Special features inherent in the Soviet system made a mass and participatory terror between 1936 and 1938 possible. The existence of an extensive police apparatus equipped to arrest and sentence in assembly-line fashion was necessary but not sufficient. Still more important was the existence of the shadowy Communist party, which had cells in all of the country’s institutions, making heresy hunting possible, and an ideology, a class-war practice, and a conspiratorial modus operandi that proved readily conducive to mass murder in the name of reasserting the party’s special mission and purity. All of this was buttressed by the adversarial nature of Soviet noncapitalist industrialization and collectivization, which was linked to an increase in the ranks of enemies; the regime’s censorship (strict control over information and assiduous promotion of certain ways of thinking); widespread resentment of the new elite, which under socialism was not supposed to exist; and widespread belief in a grand crusade, building socialism, in whose name the terror was conducted.37 The masses became complicit as a result of party cell, factory, and farm meetings, and especially their written denunciations, informing, and extracted confessions. That said, the slaughter was neither self-generating nor self-sustaining. Soviet state power was enacted by millions of people—not just those within the formal administrative machinery—but guided by a single individual.
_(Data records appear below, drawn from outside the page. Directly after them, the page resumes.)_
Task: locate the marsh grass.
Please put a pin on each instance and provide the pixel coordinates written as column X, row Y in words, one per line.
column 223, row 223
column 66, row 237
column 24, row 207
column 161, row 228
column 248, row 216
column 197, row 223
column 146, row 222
Did Stalin have reason to fear for his power? He had built socialism, a feat even his loyalists had thought unlikely. His personal authority was so secure that, as we shall see, in August 1936 he could once again abandon the capital for more than two months, going on holiday to Sochi. There was no repetition of the blistering Ryutin condemnation in a text circulated hand to hand. No one in his inner circle pretended to be on the same level. Nonetheless, it was clear to him that his “unbounded power” remained oddly contingent. He was the supreme leader by virtue of his position as head of the party, reinforced by his acclamation as the “Lenin of our day.”38 But voting politburo members held the right to nominate someone else as the top secretary of the party, a recommendation that would be forwarded for formal ratification to the first plenum of the Central Committee newly chosen by a party congress. Stalin was thus a dictator on conditional contract. His faction had stood by him through thick and thin. But would the voting nine—Molotov, Kaganovich, Voroshilov, Orjonikidze, Kalinin, Andreyev, Kosior, Mikoyan, and Chubar—continue to do so? Even if Stalin remained certain of their obeisance, he was eager, like all dictators, to convert his dictatorship into despotism.39 For the men in his own loyal faction, in which Stalin had long taken evident pride, this meant breaking their will. Herein lay a key motivation for the fantastic terror of 1936–38.

And yet, considerations of personal power alone do not explain Stalin or the terror. Certainly he pursued power with a vengeance—on behalf of the cause, which in his mind was the same thing as his personal rule—but he had taken gambles with his power, also on behalf of the cause, and was sometimes defiant when it would have been more power enhancing to be prudent. At times he could not be sure what would enhance his power. For him, the terror constituted a form of rule, a matter of statecraft.